Inference with regression.

December 9, 2009

I discussed the regression model as a model for the mean of a response variable expressed as a mathematical function of an explanatory variable. I discussed point and interval estimation and significance tests for the slope parameter for a linear regression model, and the concept of a prediction interval as a kind of confidence interval for predictions made from an estimated regression model.

No class on Friday.


Parameter estimation for regression models, least squares, and correlation.

December 7, 2009

Today we focused on how to use the available data to infer the unknown parameters of a linear regression function. Estimates can be derived using the principle of least squares. We also discussed the correlation coefficient and its relationship to the regression line.

Here is the handout regarding the final examination.


Introduction to regression.

December 4, 2009

Our last topic for the course will be regression. Regression is a family of statistical methods appropriate when the response variable is quantitative, and the explanatory variable(s) is/are also quantitative (although time permitting we may see that we can generalize regression to handle categorical response and/or explanatory variables). We’ll start with simple linear regression where the response variable is predicted using a linear function of a single explanatory variable. Today we discussed the basic concept of regression and prediction. Starting Monday we’ll get more into the inferential details.


Design and analysis.

December 2, 2009

Analysis of variance developed in response to the need to statistically process data from a variety of experimental designs. In turn, ANOVA helped researchers understand the advantages and disadvantages of various designs. There are many different types of experimental and quasi-experimental designs, but we considered three common and fundamental designs: completely randomized, factorial, and randomized block designs. I gave an overview of each design and how ANOVA decomposes the variability differently for each design.

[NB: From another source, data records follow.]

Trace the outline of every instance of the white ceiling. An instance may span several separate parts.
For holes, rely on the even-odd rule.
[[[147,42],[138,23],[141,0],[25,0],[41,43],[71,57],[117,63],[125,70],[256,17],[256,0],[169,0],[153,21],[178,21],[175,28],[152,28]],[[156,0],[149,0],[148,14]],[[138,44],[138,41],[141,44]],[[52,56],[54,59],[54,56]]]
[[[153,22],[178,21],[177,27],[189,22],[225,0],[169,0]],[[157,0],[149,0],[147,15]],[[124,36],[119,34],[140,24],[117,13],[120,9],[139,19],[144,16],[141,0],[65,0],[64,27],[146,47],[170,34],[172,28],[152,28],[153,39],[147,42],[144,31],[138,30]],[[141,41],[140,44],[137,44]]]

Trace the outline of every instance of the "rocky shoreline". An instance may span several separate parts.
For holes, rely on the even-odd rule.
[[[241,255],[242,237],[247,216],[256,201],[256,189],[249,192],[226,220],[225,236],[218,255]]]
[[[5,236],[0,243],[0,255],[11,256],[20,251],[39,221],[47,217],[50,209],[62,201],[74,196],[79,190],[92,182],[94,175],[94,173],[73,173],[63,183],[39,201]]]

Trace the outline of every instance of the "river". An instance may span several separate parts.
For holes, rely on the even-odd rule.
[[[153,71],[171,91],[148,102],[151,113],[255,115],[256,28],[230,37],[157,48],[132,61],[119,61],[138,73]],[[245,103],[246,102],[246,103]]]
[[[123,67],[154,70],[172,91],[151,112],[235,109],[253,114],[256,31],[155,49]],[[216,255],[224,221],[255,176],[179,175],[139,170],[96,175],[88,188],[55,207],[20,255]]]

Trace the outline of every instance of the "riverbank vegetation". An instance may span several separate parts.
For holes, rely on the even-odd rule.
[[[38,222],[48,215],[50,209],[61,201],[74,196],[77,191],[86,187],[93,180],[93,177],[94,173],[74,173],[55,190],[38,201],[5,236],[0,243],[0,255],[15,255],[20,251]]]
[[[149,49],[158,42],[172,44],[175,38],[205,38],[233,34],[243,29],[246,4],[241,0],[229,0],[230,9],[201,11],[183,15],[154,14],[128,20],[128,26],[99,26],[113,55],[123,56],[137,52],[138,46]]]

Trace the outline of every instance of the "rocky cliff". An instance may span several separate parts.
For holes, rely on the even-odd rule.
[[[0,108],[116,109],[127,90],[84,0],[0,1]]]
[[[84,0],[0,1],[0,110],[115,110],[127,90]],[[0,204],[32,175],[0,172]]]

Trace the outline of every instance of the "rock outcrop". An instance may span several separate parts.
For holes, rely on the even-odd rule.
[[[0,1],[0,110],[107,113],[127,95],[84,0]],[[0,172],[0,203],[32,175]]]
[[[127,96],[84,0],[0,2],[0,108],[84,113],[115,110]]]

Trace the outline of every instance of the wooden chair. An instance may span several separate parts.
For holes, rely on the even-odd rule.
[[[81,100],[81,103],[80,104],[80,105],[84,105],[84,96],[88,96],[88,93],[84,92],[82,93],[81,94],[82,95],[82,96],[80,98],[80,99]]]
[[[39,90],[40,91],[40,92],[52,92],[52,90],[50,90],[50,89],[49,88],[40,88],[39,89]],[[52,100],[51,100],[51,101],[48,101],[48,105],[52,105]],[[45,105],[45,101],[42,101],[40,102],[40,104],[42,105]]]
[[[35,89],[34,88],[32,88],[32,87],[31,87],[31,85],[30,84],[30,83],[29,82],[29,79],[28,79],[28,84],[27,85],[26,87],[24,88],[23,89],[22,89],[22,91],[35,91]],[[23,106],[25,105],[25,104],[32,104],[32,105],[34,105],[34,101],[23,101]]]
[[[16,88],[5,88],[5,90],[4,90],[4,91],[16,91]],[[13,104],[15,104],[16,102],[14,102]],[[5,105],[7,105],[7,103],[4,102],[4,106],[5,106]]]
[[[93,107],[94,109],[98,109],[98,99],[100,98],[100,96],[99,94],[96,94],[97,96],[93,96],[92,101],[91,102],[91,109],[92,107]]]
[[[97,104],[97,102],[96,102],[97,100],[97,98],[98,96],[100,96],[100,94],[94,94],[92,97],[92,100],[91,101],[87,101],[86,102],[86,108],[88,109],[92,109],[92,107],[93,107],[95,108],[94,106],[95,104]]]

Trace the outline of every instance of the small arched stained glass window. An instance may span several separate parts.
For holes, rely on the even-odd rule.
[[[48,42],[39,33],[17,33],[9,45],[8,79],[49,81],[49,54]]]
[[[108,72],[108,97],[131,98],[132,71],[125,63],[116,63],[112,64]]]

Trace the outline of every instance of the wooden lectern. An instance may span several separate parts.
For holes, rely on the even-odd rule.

Follow-up analysis to ANOVA.

November 30, 2009

Today we focused on how we might follow-up an ANOVA to determine which pairs of group means are significantly different. We focused on Fisher’s method. We also discussed some of the issues in conducting multiple comparisons. We also briefly discussed the underlying assumptions of ANOVA and follow-up inferences.

Here is the take-home quiz if you didn’t get a hardcopy.

 


Introduction to ANOVA — continued. Mean squares & the F-test.

November 20, 2009

We discussed the ANOVA (summary) table and the interpretation of the mean squares. We saw how the (expected) mean squares measure the variability in the data and how we can use these measurements to decide if there is evidence for a “treatment” effect — i.e., does it matter that we treated the g groups differently? In terms of the underlying g population means, we can view this as an extension of the problem of trying to determine if the difference between two sample means is statistically significant, and we discussed the relationship between the t-test and the F-test when g = 2.

Read: Chapter 14, although you can ignore discussions where ANOVA is related to regression (a topic we’ve not yet discussed).


Introduction to ANOVA.

November 16, 2009

Today I introduced the conceptual foundation of the statistical technique of the analysis of variance (ANOVA). It is a very general method for the analysis of data from a wide variety of experimental and observational study designs. Today we focused on the idea of accounting for the various sourced of variability in a response variable and the measurement of between- versus within-groups variability through the corresponding mean square quantities.


Simpson’s paradox.

November 13, 2009

Simpson’s paradox can occur in many different situations, but it is easiest to understand it in the context of the analysis of the independence/dependence of two categorical variables. We looked at several real-world illustrations of this so-called paradox. We discussed why the paradox occurs and what measures can be taken to deal with it.

Read: 10.5 and 11.3 for some background. You might also look at the entry in Wikipedia for Simpson’s paradox which includes several classic examples.


Tests of independence — continued.

November 11, 2009

We looked at some additional examples of tests of independence for two categorical variables. We saw also that situations in which we don’t have a clear explanatory or response variable but rather simply sample observations and classify them on two categorical variables imply the same expected counts, test statistic, degrees of freedom, and hence p-value and decision as when we are comparing two or more samples stratified by an explanatory variable.


The test of independent/homgeneity for two categorical variables.

November 9, 2009

Today I demonstrated the test of independent/homogeneity for two categorical variables using a 1979 paper published in the Journal of Consulting and Clinial Psychology that conducted an experiment to compare four types of therapy for the treatment of depression. The question was whether there was evidence that the outcome level of therapy was related to the kind of therapy used. We discussed the test procedure, the hypotheses, and the concept of a conditional distibution and what it means to say that one variable is independent of another.

Homework: 11.1, 11.4, 11.8-11.11, 11.15, 11.17, 11.18, 11.21, 11.22.